If we replace x with the number -5, then the left side of the equation is

6∙(-5)+5=-30+5

=-25,

and the right side of the equation is

5∙(-5)+8+2∙(-5)=-25+8-10

=-17-10

=-27.

Since -25≠-27, then -5 is not a solution of the equation 6x+5=5x+8+2x.

Note: Some students may have transformed the equation.

Question 3.

Does x=1.6 satisfy the equation 6-4x=-\(\frac{x}{4}\)? Explain.

Answer:

If we replace x with the number 1.6, then the left side of the equation is

6-4∙1.6=6-6.4

=-0.4,

and the right side of the equation is

–\(\frac{-1.6}{4}\)=-0.4.

Since -0.4=-0.4, then x=1.6 is a solution of the equation 6-4x=-\(\frac{x}{4}\).

Question 4.

Use the linear equation 3(x+1)=3x+3 to answer parts (a)–(d).

a. Does x=5 satisfy the equation above? Explain.

Answer:

If we replace x with the number 5, then the left side of the equation is

3(5+1)=3(6)

=18,

and the right side of the equation is

3x+3=3∙5+3

=15+3

=18.

Since 18=18, then x=5 is a solution of the equation 3(x+1)=3x+3.

b. Is x=-8 a solution of the equation above? Explain.

Answer:

If we replace x with the number -8, then the left side of the equation is

3(-8+1)=3(-7)

=-21,

and the right side of the equation is

3x+3=3∙(-8)+3

=-24+3

=-21.

Since -21=-21, then x=-8 is a solution of the equation 3(x+1)=3x+3.
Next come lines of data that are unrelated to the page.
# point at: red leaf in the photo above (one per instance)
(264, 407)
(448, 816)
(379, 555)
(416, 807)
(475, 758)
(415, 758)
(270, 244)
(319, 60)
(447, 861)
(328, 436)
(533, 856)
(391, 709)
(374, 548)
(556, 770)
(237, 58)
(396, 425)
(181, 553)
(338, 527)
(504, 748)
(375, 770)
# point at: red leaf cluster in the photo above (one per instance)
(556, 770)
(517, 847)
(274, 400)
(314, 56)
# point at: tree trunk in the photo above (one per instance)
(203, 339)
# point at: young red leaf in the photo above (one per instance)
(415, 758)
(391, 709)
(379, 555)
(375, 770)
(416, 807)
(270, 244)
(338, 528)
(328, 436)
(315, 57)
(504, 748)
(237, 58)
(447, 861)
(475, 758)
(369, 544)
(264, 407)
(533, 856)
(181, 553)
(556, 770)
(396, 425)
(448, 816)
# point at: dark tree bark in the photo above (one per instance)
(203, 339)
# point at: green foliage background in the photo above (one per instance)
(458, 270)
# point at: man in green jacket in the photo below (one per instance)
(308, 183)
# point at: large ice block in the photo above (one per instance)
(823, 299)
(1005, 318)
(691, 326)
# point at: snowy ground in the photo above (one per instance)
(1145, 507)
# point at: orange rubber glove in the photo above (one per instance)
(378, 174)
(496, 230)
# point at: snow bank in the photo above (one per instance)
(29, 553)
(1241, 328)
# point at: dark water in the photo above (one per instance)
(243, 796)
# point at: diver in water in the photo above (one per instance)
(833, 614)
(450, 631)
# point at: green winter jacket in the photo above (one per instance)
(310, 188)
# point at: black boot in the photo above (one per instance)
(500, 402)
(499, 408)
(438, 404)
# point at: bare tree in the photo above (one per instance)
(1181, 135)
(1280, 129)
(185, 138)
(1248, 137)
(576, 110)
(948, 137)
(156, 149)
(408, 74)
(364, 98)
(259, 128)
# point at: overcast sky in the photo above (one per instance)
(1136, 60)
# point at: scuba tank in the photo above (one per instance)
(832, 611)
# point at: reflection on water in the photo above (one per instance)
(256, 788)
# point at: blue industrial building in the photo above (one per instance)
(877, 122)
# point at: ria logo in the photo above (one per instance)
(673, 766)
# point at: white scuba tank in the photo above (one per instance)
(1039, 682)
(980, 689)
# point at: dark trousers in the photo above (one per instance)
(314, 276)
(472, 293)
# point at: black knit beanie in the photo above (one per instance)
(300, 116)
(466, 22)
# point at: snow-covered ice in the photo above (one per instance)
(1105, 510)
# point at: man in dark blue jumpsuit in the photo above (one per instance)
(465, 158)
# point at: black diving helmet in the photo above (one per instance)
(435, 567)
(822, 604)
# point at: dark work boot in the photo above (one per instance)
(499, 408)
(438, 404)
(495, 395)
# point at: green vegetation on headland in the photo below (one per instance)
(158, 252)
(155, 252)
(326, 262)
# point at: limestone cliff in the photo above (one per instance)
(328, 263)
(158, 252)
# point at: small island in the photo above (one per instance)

c. Is x=\(\frac{1}{2}\) a solution of the equation above? Explain.

Answer:

If we replace x with the number \(\frac{1}{2}\), then the left side of the equation is

3(\(\frac{1}{2}\)+1)=3(\(\frac{1}{2}\)+\(\frac{2}{2}\))

=3(\(\frac{3}{2}\))

=\(\frac{9}{2}\),

and the right side of the equation is

3x+3=3∙(\(\frac{1}{2}\))+3

= \(\frac{3}{2}\)+3

=\(\frac{3}{2}\)+\(\frac{6}{2}\)

=\(\frac{9}{2}\).

Since \(\frac{9}{2}\)=\(\frac{9}{2}\), then x=\(\frac{1}{2}\) is a solution of the equation 3(x+1)=3x+3.

d. What interesting fact about the equation 3(x+1)=3x+3 is illuminated by the answers to parts (a), (b), and (c)? Why do you think this is true?

Answer:

Note to teacher: Ideally, students will notice that the equation 3(x+1)=3x+3 is an identity under the distributive law. The purpose of this problem is to prepare students for the idea that linear equations can have more than one solution, which is a topic of Lesson 7.

### Eureka Math Grade 8 Module 4 Lesson 3 Exit Ticket Answer Key

Question 1.

Is 8 a solution to \(\frac{1}{2}\) x+9=13? Explain.

Answer:

If we replace x with the number 8, then the left side is \(\frac{1}{2}\) (8)+9=4+9=13, and the right side is 13. Since 13=13, then x=8 is a solution.

Question 2.

Write three different equations that have x=5 as a solution.

Answer:

Answers will vary. Accept equations where x=5 makes a true number sentence.

Question 3.

Is -3 a solution to the equation 3x-5=4+2x? Explain.

Answer:

If we replace x with the number -3, then the left side is 3(-3)-5=-9-5=-14. The right side is 4+2(-3)=4-6=-2. Since -14≠-2, then -3 is not a solution of the equation.